Mechanical Data (Package|Pins)
Thermal pad, mechanical data (Package|Pins)
Orderable Information

9.3.9 TMDS Outputs

An 1% precision resistor, 7.06-kΩ, is recommended to be connected from Vsadj pin to ground to allow the differential output swing to comply with TMDS signal levels. The differential output driver provides a typical 10-mA current sink capability when no source term is enabled, which provides a typical 500-mV voltage drop across a 50-Ω termination resistor. As compliance testing is system dependant this resistor value can be adjusted.

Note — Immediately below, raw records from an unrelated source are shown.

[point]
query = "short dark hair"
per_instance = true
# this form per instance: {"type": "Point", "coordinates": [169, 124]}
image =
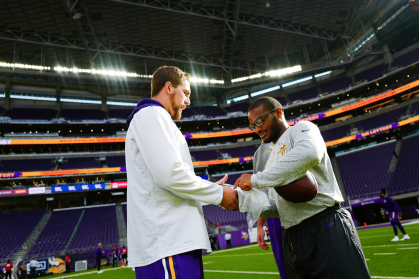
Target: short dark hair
{"type": "Point", "coordinates": [268, 103]}
{"type": "Point", "coordinates": [164, 74]}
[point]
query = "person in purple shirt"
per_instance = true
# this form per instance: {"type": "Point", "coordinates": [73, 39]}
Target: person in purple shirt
{"type": "Point", "coordinates": [99, 254]}
{"type": "Point", "coordinates": [394, 214]}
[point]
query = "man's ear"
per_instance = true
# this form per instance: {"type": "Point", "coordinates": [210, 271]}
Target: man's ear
{"type": "Point", "coordinates": [168, 87]}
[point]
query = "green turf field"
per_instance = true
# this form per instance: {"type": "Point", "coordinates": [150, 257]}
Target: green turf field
{"type": "Point", "coordinates": [385, 260]}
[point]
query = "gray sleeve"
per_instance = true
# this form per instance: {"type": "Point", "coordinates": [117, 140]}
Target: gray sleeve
{"type": "Point", "coordinates": [308, 150]}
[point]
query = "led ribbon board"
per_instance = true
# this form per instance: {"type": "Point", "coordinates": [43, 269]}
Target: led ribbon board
{"type": "Point", "coordinates": [215, 134]}
{"type": "Point", "coordinates": [202, 163]}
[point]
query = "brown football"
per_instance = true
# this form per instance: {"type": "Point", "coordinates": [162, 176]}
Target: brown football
{"type": "Point", "coordinates": [301, 190]}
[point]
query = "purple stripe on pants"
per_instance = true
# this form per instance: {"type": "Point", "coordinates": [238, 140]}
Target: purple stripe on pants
{"type": "Point", "coordinates": [186, 265]}
{"type": "Point", "coordinates": [275, 234]}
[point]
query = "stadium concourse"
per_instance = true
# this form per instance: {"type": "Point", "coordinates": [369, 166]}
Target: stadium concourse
{"type": "Point", "coordinates": [72, 71]}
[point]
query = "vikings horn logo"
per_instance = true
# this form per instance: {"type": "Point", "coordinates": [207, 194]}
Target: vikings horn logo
{"type": "Point", "coordinates": [282, 149]}
{"type": "Point", "coordinates": [245, 235]}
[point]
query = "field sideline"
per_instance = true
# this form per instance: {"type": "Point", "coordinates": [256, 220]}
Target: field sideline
{"type": "Point", "coordinates": [387, 260]}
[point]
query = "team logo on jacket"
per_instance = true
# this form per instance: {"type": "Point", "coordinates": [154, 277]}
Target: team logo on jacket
{"type": "Point", "coordinates": [282, 149]}
{"type": "Point", "coordinates": [245, 235]}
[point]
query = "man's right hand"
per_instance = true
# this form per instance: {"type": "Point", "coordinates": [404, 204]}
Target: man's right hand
{"type": "Point", "coordinates": [229, 200]}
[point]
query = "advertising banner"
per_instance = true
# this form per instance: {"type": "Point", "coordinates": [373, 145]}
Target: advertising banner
{"type": "Point", "coordinates": [37, 190]}
{"type": "Point", "coordinates": [365, 201]}
{"type": "Point", "coordinates": [119, 184]}
{"type": "Point", "coordinates": [75, 188]}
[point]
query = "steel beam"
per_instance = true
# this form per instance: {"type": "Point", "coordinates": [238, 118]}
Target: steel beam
{"type": "Point", "coordinates": [242, 19]}
{"type": "Point", "coordinates": [46, 40]}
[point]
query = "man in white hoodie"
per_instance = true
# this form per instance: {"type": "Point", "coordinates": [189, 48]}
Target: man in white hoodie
{"type": "Point", "coordinates": [164, 194]}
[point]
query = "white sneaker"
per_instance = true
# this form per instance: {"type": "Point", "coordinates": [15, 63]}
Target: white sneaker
{"type": "Point", "coordinates": [405, 237]}
{"type": "Point", "coordinates": [396, 238]}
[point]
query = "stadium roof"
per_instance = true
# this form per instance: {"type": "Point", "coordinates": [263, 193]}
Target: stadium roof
{"type": "Point", "coordinates": [221, 40]}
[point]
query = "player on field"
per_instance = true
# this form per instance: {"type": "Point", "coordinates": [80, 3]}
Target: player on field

SN65DP159 SN75DP159 desc_TMDS_driv_SLLSEJ2.gifFigure 27. TMDS Driver and Termination Circuit

Referring to Figure 27, if both VCC (device supply) and AVCC (sink termination supply) are powered, the TMDS output signals are high impedance when OE = low. The normal operating condition is that both supplies are active. A total of 33-mW of power is consumed by the terminations independent of the OE logical selection. When AVCC is powered on, normal operation (OE controls output impedance) is resumed. When the power source of the device is off and the power source to termination is on, the IO(off) (output leakage current) specification ensures the leakage current is limited 45-μA or less.

The clock and data lanes VOD can be changed through I2C[4] (see VSWING_CLK and VSWING_DATA in Table 8 for details). Figure 3 shows the different output voltage based on different Vsadj resistor values.